My DD has a name I dislike , it's an old name and whenever you see it in a book, the character is always the scullery maid , or a pantomime dame. It has no class and I've no idea what I was thinking when I picked it for her 30 years ago. But ... It never seems to bother her, and she has never said she hates it. So I've filed it in the " first world problem basket" and have moved on.

If your DD knows her name you can't really change it, OP. You'll have to move on I'm afraid.

Staffori · 26/11/2019 00:59

I regretted my daughter's long name but like the shortened version we've always used. I think in your shoes I would - together with my daugher - try to come up with a nickname you both like. It doesn't have to be connected to her real name.
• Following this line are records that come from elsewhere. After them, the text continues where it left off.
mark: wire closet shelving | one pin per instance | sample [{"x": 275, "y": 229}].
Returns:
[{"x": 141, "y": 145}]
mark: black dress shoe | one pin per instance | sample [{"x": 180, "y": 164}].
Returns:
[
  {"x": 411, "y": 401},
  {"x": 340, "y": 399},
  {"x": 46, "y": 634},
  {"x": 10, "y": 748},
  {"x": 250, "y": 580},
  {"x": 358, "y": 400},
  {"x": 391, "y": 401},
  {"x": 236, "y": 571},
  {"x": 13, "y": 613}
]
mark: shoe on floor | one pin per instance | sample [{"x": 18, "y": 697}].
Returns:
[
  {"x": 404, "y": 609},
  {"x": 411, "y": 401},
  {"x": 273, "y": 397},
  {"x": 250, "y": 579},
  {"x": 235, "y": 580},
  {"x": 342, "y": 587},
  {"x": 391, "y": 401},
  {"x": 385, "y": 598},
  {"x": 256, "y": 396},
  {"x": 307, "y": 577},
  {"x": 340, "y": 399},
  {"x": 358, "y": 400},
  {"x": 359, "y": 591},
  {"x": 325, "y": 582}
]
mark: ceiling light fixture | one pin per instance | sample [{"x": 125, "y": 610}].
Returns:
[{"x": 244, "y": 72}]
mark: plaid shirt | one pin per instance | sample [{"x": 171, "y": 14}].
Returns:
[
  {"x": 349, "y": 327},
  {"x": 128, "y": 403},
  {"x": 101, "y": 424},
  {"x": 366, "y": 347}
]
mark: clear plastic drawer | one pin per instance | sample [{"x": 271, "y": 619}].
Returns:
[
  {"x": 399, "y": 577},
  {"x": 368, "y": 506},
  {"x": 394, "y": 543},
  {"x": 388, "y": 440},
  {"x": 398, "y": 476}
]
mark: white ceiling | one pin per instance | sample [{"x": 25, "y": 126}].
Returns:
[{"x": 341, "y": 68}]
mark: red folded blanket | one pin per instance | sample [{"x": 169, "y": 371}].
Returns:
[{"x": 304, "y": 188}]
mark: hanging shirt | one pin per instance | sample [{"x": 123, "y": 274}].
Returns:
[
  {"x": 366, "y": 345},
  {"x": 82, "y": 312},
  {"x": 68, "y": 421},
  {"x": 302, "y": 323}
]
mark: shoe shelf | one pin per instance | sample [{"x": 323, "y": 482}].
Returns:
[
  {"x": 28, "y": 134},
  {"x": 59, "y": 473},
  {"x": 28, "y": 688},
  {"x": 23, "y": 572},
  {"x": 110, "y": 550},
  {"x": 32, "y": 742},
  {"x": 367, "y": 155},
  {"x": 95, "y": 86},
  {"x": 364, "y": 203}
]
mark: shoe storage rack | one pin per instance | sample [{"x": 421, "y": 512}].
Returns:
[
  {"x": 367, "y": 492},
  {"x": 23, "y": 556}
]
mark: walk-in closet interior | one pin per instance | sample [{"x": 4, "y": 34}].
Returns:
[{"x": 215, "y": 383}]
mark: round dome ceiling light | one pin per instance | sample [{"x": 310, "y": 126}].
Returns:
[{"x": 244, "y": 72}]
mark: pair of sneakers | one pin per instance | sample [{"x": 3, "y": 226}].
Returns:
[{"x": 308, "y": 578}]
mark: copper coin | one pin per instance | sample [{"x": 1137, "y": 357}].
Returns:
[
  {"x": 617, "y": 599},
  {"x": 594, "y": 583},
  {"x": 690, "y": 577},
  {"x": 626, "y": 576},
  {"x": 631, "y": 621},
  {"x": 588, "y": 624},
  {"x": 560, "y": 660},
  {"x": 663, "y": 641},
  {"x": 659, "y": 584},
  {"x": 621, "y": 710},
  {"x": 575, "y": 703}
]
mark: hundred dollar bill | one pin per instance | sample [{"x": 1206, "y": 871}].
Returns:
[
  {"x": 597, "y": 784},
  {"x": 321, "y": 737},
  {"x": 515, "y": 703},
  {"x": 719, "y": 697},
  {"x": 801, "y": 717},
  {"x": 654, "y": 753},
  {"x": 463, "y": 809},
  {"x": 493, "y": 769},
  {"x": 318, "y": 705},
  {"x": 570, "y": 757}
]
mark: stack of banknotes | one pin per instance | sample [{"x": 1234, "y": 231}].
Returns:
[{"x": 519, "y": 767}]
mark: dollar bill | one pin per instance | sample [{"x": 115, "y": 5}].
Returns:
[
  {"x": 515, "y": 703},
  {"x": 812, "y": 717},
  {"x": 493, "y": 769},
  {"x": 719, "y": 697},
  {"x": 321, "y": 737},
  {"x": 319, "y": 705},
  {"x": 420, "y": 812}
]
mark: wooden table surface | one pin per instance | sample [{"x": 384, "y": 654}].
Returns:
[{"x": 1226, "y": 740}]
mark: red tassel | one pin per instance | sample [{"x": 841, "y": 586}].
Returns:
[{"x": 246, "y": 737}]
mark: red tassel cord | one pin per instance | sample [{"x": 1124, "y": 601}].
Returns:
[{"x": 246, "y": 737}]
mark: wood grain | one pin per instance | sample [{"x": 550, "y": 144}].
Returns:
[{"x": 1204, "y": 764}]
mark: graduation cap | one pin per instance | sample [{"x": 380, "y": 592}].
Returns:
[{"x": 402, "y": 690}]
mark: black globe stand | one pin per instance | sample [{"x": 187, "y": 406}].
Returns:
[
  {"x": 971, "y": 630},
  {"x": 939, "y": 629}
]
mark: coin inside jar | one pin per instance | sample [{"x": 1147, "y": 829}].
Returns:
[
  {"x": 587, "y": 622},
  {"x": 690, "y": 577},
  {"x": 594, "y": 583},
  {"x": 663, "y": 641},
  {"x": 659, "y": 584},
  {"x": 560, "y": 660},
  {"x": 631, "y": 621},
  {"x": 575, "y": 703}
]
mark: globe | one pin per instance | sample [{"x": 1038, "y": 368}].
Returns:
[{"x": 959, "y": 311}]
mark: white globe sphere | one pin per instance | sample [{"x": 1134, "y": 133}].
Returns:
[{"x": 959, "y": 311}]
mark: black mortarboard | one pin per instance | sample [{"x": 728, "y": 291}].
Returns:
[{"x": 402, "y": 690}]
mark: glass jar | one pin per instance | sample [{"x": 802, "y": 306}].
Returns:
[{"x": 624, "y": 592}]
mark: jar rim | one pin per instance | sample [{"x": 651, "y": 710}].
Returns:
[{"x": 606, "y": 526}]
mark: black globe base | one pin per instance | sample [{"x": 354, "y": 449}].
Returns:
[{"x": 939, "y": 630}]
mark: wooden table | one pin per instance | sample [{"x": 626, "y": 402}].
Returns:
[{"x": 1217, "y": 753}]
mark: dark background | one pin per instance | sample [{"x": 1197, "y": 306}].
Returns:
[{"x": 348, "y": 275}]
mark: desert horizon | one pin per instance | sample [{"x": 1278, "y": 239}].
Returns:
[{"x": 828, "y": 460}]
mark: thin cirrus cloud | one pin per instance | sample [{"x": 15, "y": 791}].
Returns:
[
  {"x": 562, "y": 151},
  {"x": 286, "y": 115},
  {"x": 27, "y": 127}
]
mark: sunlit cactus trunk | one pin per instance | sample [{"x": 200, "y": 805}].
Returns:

SleepWarrior · 26/11/2019 01:08

Could you add in a middle me that you love and then start calling her FistName MiddleName occasionally, and then gradually drop FirstName so you are always calling her by the new name.

If she really doesn't like that then stop, no harm done, she just has a middle name now. If she does like it then in a year's time or something (when she's used to it) you could swap the first and middle name round on the birth certificate and it would be no big deal so long as done before she starts school.

If there were a few stubborn family members who insisted on calling her the original name it wouldn't even matter because it would still be one of her names.

Collision · 26/11/2019 01:10

Please tell us the name.

BettyBooJustDoinTheDoo · 26/11/2019 01:15

There must be a way of keeping the name but changing it slightly, for example I don’t like the name Joan but Joanie is nice, Sharon could become Ronnie, Lorraine could be Raine, Joyce could be Jay etc etc, if you could tell us the name maybe the mumsnet massive could come up with something you could call her instead?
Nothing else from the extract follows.